Tuesday, July 31, 2012

Galaxy Newsbrief - July 31st, 2012

* At Comics Alliance, David Brothers presents four mini-essays on League of Extraordinary Gentlemen: Century 2009 (link via Tom Spurgeon). I love Alan Moore, and I love his work with Kevin O'Neill on LOEG overall, but I think Brothers make some fair criticisms of this most recent volume. Like Moore's Neonomicon, Century 2009 feels informed as much by Moore's disaffection from modern-day pop culture as it does by his pure desire to entertain. Like Brothers, I loved the humanity and humanism in the book's best sequences, but the meta-commentary, particularly the Harry Potter skewering (and please be aware I don't give a shit about Harry Potter at all -- never read a Harry Potter book, never seen a Harry Potter movie, and I am probably more in Moore's camp on the Harry Potter craze than most comics readers) feels vague and somehow off-target.

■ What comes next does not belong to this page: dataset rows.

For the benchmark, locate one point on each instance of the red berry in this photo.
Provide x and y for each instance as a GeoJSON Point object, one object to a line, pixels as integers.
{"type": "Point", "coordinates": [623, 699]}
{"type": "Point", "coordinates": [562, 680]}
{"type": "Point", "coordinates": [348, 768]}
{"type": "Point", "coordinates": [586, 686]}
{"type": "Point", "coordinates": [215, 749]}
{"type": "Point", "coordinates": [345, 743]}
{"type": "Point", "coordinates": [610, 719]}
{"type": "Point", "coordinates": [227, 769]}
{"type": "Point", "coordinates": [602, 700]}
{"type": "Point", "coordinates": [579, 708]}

* It really threw off the balance of the entire Century mini-series for me, because the end result, instead of an exciting conclusion filled with resonance and depth, turned out to be a bunch of stuff I was quickly flipping past to get back to the LOEG stuff. Maybe someday I'll realize Moore was really delivering something awesome and brilliant in the form of a commentary on Harry Potter, and I am willing to be convinced, so bring it on if you've got a point to make, but overall that part of the book really detracted from my enjoyment of what had been the most-anticipated new comics release of the year, for me.

* Speaking of Alan Moore, here's a question that was probably rhetorical, but I answered it anyway. My answer is not hyperbole, by the way, I was being literal.

* The Comics Journal reviews Gloriana, the new collection from Kevin Huizenga. It seems like I haven't read anything new by Huizenga in a couple of years, and yet this collection appears to reprint nothing but stuff I've read before. I do miss Or Else appearing regularly.

* I would watch a SHIELD series set in the same universe as the Avengers movie, at least to see if it was any good. If Whedon is involved, I don't see how it couldn't be.

* One of the things I like about IDW's ongoing Star Trek series, set in the new timeline established in the 2009 movie, is that it's in continuity with the movie series. At Newsarama, writer Mike Johnson explains how that works.

* Uncomics: Author and social critic James Howard Kunstler shares his online reading habits.